La realidad más palpable era que la dedicación de Pepe hacia él le enorgullecía y le alentaba, como contrapunto de la pobreza y dificultades de su adolescencia incipiente. No había colores en su cotidianidad, sino el gris frío y opaco de la indiferencia. No recordaba que su padre hubiera puesto nunca la mano en su hombro para conducirle a una facción cualquiera de conocimiento; ni siquiera podía recordar una caricia moral ni física de su padre. En cambio, la predilección de Pepe por él convertía en luminoso su mundo, donde no abundaban las perspectivas, solamente vericuetos estrechos con finales oscuros. Nada fulgía en los ojos expectantes de su adolescencia. En los momentos de mayor temor, comprendía que sólo descubriera la luz y el color desde que conociera a Pepe.
Porque aunque nunca lo habían maltratado demasiado, su niñez había sido triste y solitaria. Sentía desprecio en las contadas miradas de los ojos grises de su padre, cuando coincidían a la hora de comer, lo que era muy poco frecuente. Incomunicado. La incomunicación era lo que más le apenaba, sin alcanzar a comprender el significado ni las razones para el desapego de sus padres. Pero tampoco contaba con el consuelo de la gente de su edad. No le interesaban las conversaciones infantiles que escuchaba al pasar por su calle o en los recreos de la escuela.
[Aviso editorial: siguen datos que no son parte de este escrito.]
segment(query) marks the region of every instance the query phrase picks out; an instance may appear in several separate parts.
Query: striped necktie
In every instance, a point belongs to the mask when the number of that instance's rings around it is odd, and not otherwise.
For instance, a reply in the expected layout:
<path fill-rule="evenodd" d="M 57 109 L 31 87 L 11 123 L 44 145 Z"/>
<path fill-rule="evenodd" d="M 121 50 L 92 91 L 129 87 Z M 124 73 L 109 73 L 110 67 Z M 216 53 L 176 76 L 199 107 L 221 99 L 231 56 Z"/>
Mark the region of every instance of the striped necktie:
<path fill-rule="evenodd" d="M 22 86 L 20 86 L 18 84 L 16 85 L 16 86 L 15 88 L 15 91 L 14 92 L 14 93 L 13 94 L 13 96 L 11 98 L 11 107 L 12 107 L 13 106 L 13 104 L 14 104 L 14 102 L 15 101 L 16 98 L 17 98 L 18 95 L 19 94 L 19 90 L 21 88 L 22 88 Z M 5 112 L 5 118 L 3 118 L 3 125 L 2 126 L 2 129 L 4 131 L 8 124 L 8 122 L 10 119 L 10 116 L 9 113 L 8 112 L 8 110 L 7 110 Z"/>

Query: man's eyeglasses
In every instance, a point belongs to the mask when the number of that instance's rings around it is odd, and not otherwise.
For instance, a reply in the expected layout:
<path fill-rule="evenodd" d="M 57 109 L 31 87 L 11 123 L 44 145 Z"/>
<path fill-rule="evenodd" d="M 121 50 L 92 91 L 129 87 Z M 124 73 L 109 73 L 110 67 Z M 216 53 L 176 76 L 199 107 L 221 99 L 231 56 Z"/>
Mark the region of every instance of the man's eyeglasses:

Cuando los demás hablaban en la mesa familiar, sentía a cada momento el peligroso impulso de contradecirles, peligroso porque, según su padre, era demasiado pequeño para decir las cosas rarísimas que le ocurrían
Desde el principio, Pepe abatió todos los muros que Manolo había sufrido hasta entonces; la incomunicación de un padre desatento y una madre equivocada; la imposibilidad de comunicarse con sus semejantes; su incapacidad de comprender a sus vecinos; la huida disimulada cuando surgía la oportunidad de tratar a otro niño de los alrededores. Carecía de amigos íntimos y nadie le había explicado que era él mismo el culpable de ello. No era consciente de poseer mayor capacidad cognitiva y por ello no se daba cuenta de lo muy selectivo que era para elegir interlocutores ni de que todos los demás detectaban en sus ojos un rechazo que ni siquiera era consciente de sentir.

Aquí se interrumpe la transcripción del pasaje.